To the editors:
The B.1.1.529 (omicron) variant of severe acute respiratory syndrome coronavirus 2 (SARS-CoV-2) has a shorter incubation time and a higher transmission rate than previous variants.1.2 Recently, the Centers for Disease Control and Prevention recommended shortening the strict isolation period for infected individuals in non-healthcare settings from 10 days to 5 days after the onset of symptoms or after the first positive test, followed by 5 days of masking.3 However, the viral decay kinetics of the omicron variant and the duration of culturing virus shedding are not well characterized.
We used longitudinal sampling of nasal swabs to determine viral load, sequencing, and viral culture in outpatients with newly diagnosed 2019 (Covid-19) coronavirus disease.4 From July 2021 through January 2022, we enrolled 66 participants, including 32 with samples sequenced and identified as the B.1.617.2 (delta) variant and 34 with samples sequenced and identified as the omicron -sub variant BA.1, including from underlines. Participants who received Covid-19-specific therapies were excluded; All but 1 participants had a symptomatic infection. This study was approved by the Institutional Review Board and Institutional Biosafety Committee of Mass General Brigham, and informed consent was obtained from all participants.
Viral decay and time for negative viral culture.

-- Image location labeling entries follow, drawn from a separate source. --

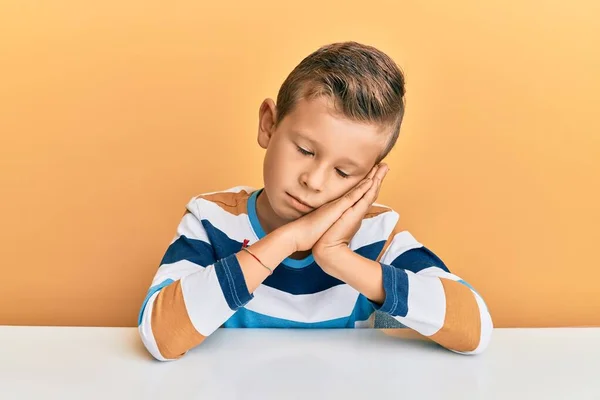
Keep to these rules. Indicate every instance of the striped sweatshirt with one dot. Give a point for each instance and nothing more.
(199, 286)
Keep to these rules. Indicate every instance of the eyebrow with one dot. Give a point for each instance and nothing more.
(346, 160)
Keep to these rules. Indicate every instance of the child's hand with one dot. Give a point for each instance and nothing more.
(306, 231)
(342, 231)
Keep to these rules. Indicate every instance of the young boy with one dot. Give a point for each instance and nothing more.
(311, 249)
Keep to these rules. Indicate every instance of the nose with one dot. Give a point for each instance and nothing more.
(314, 179)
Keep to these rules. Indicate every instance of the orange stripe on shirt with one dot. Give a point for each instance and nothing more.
(233, 203)
(397, 229)
(462, 324)
(172, 328)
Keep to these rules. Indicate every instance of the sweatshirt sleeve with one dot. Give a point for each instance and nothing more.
(192, 293)
(422, 294)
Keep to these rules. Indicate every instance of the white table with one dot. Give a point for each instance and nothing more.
(111, 363)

Panel A shows the viral load decay from the time of the first positive polymerase chain reaction (PCR) test. Viral loads from nasal swabs obtained from individual participants are shown. Each circle or triangle represents a sample obtained on the specified day. The median viral load at each time point for each variant is also shown. LOD indicates the detection limit. Panels B through E show Kaplan-Meier survival curves for the time from an initial positive PCR assay to a negative PCR assay, by viral variant (Panel B) and vaccination status (Panel D), and time from an initial positive PCR assay on a negative viral culture, by viral variant (Panel C) and vaccination status (Panel E). In all panels, the shaded areas indicate 95% confidence intervals. Sequencing showed that all strains of the omicron variant were the subvariant BA.1, including sublines.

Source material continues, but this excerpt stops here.